Pierwszy do siatki Gości trafił Damian Smolny w 17 minucie meczu, 9 minut później było już 2:0 po uderzeniu Damiana Maśleja. Stali grało się ciężko i nie mieli sytuacji po których mogli by odwrócić losy tego spotkania. Nasz zespół rosnącą przewagę udokumentował w 35 minucie kiedy to Patryk Obiała strzelił swoją trzecią bramkę w barwach Odry w trzecim kolejnym swoim występie. Wynik podwyższył w ostatniej akcji pierwszej połowy Damian Smolny zdobywając swoją drugą bramkę w tym spotkaniu.Ten zdobyty gol do szatni rozwiał już wszystkie nadzieje gości na dobry wynik w Ścinawie, Odra do przerwy prowadziła 4:0. Obraz gry w drugiej połowie się nie zmienił, nasz zespół utrzymywał się długo przy piłce dalej prowadząc grę. W 65 minucie dzieło zwieńczył Robert Dziedzina bardzo ładnym strzałem z dystansu.

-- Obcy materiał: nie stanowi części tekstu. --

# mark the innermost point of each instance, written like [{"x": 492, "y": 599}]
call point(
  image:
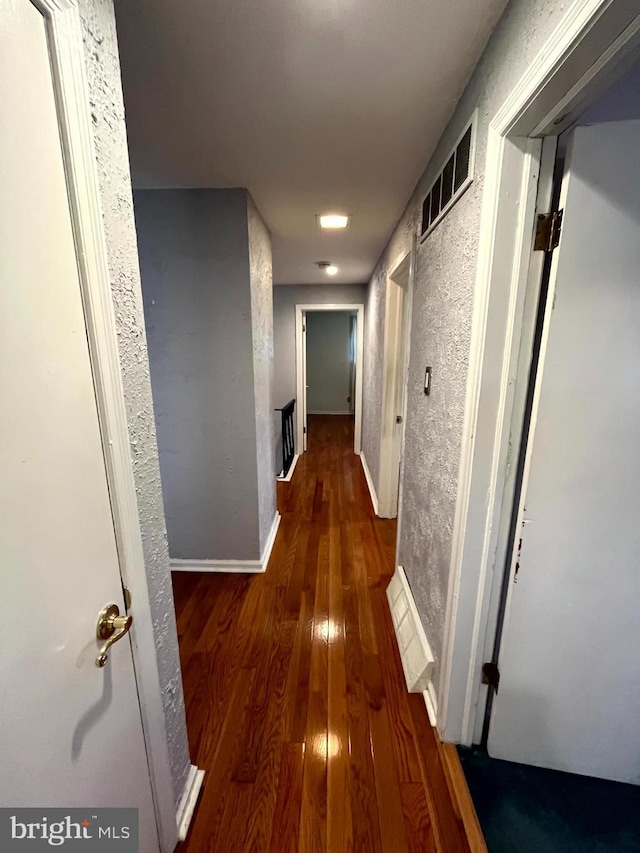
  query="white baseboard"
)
[
  {"x": 188, "y": 801},
  {"x": 292, "y": 468},
  {"x": 372, "y": 489},
  {"x": 431, "y": 701},
  {"x": 415, "y": 652},
  {"x": 268, "y": 548},
  {"x": 252, "y": 567}
]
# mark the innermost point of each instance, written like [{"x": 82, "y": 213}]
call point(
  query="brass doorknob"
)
[{"x": 110, "y": 627}]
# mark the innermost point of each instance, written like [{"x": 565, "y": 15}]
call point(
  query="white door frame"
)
[
  {"x": 397, "y": 323},
  {"x": 591, "y": 41},
  {"x": 301, "y": 369},
  {"x": 69, "y": 76}
]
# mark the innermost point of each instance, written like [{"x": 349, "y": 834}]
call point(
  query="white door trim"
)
[
  {"x": 393, "y": 372},
  {"x": 301, "y": 310},
  {"x": 67, "y": 60},
  {"x": 577, "y": 60}
]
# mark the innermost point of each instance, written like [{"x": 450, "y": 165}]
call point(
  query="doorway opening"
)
[{"x": 329, "y": 358}]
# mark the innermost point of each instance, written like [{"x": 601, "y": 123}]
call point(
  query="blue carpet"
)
[{"x": 528, "y": 810}]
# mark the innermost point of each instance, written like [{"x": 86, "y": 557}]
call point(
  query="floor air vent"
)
[{"x": 417, "y": 659}]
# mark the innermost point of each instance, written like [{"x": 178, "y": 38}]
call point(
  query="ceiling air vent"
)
[{"x": 452, "y": 181}]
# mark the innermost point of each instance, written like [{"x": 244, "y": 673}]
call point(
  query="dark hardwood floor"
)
[{"x": 296, "y": 703}]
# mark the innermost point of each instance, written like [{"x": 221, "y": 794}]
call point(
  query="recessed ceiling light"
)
[
  {"x": 328, "y": 267},
  {"x": 333, "y": 220}
]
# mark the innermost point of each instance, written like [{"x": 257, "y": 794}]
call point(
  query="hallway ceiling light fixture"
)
[
  {"x": 328, "y": 267},
  {"x": 333, "y": 221}
]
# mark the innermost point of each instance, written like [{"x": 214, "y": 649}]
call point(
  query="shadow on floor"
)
[{"x": 530, "y": 810}]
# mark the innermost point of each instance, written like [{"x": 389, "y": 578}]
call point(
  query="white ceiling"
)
[{"x": 314, "y": 105}]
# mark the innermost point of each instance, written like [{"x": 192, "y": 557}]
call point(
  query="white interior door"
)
[
  {"x": 305, "y": 425},
  {"x": 70, "y": 733},
  {"x": 569, "y": 694}
]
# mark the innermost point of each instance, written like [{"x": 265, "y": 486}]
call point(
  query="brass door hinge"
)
[
  {"x": 548, "y": 229},
  {"x": 491, "y": 675}
]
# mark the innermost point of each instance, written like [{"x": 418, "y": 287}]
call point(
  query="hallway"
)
[{"x": 296, "y": 704}]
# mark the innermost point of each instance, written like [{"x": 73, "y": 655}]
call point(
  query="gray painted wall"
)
[
  {"x": 441, "y": 323},
  {"x": 285, "y": 299},
  {"x": 328, "y": 362},
  {"x": 620, "y": 102},
  {"x": 109, "y": 134},
  {"x": 194, "y": 260},
  {"x": 261, "y": 280}
]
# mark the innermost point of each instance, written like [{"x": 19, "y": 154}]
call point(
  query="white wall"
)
[
  {"x": 110, "y": 140},
  {"x": 329, "y": 362}
]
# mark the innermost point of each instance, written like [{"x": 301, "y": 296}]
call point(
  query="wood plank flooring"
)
[{"x": 296, "y": 703}]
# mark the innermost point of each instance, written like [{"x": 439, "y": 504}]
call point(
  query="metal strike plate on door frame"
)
[{"x": 110, "y": 627}]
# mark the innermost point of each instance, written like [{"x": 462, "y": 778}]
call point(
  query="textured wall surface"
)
[
  {"x": 441, "y": 323},
  {"x": 194, "y": 260},
  {"x": 107, "y": 110},
  {"x": 261, "y": 279}
]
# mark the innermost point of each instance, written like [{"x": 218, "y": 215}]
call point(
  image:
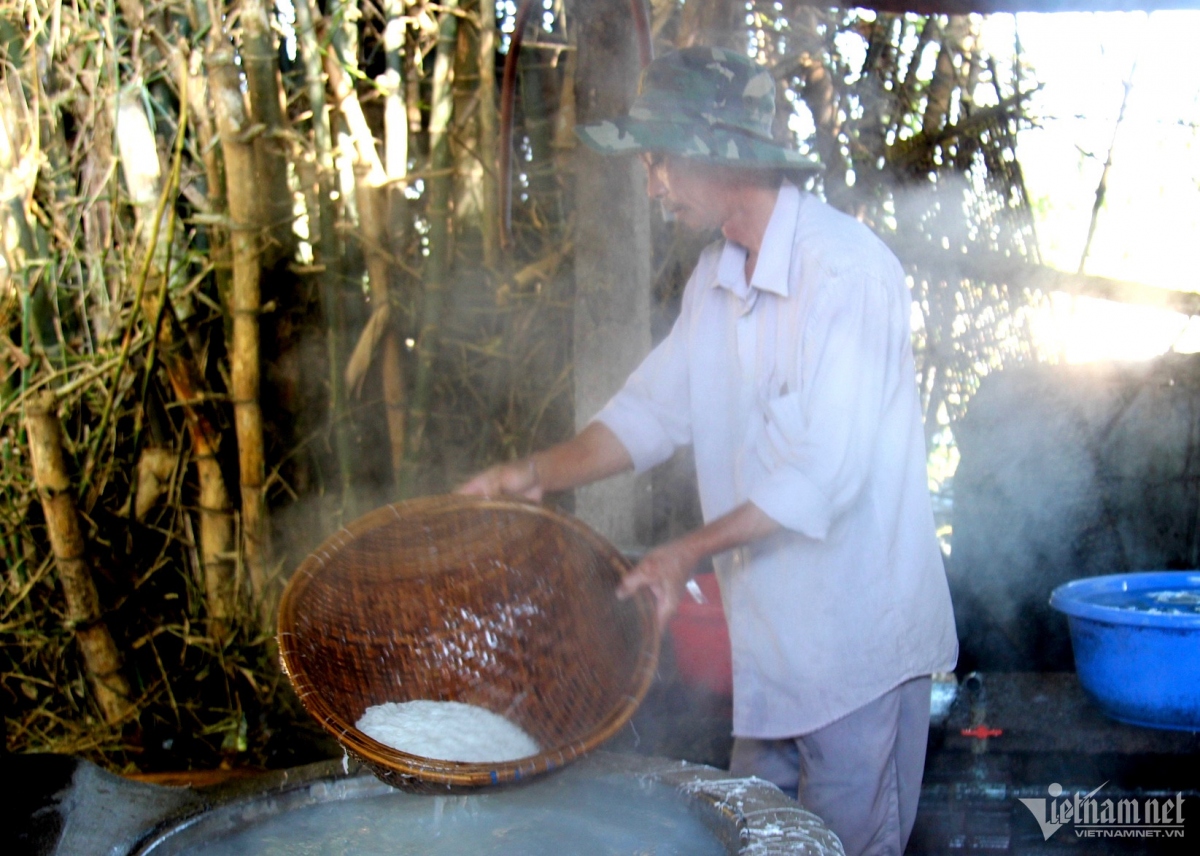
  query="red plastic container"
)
[{"x": 701, "y": 640}]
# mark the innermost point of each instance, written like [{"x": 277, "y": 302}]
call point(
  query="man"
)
[{"x": 790, "y": 373}]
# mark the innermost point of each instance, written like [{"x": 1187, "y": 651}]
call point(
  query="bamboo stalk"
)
[
  {"x": 102, "y": 662},
  {"x": 357, "y": 123},
  {"x": 489, "y": 135},
  {"x": 373, "y": 215},
  {"x": 216, "y": 538},
  {"x": 441, "y": 189},
  {"x": 245, "y": 307},
  {"x": 327, "y": 238},
  {"x": 391, "y": 83},
  {"x": 1102, "y": 187},
  {"x": 214, "y": 169},
  {"x": 261, "y": 59}
]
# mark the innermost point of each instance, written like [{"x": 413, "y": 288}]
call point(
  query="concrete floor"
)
[{"x": 972, "y": 789}]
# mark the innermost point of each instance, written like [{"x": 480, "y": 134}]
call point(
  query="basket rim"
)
[{"x": 436, "y": 771}]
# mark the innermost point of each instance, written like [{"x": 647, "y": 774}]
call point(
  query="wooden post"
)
[
  {"x": 373, "y": 216},
  {"x": 441, "y": 186},
  {"x": 216, "y": 536},
  {"x": 244, "y": 305},
  {"x": 102, "y": 662},
  {"x": 612, "y": 253}
]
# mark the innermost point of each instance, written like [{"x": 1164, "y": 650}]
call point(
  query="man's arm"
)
[
  {"x": 665, "y": 569},
  {"x": 591, "y": 455}
]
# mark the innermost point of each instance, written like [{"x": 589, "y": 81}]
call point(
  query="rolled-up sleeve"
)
[
  {"x": 652, "y": 413},
  {"x": 816, "y": 443}
]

Mecz zakończył się wynikiem 5:0 i jest to najwyższa wygrana Odry ze Stalą na tym poziomie rozgrywek.
Stali życzymy lepszej formy, a naszemu zespołowi podtrzymania dotychczasowej. Następny mecz Odry odbędzie się w Złotoryi z tamtejszym Górnikiem już w najbliższą sobotę.
Skrót meczu z przyczyn technicznych zaprezentujemy w aktualizacji tego artykułu już wkrótce.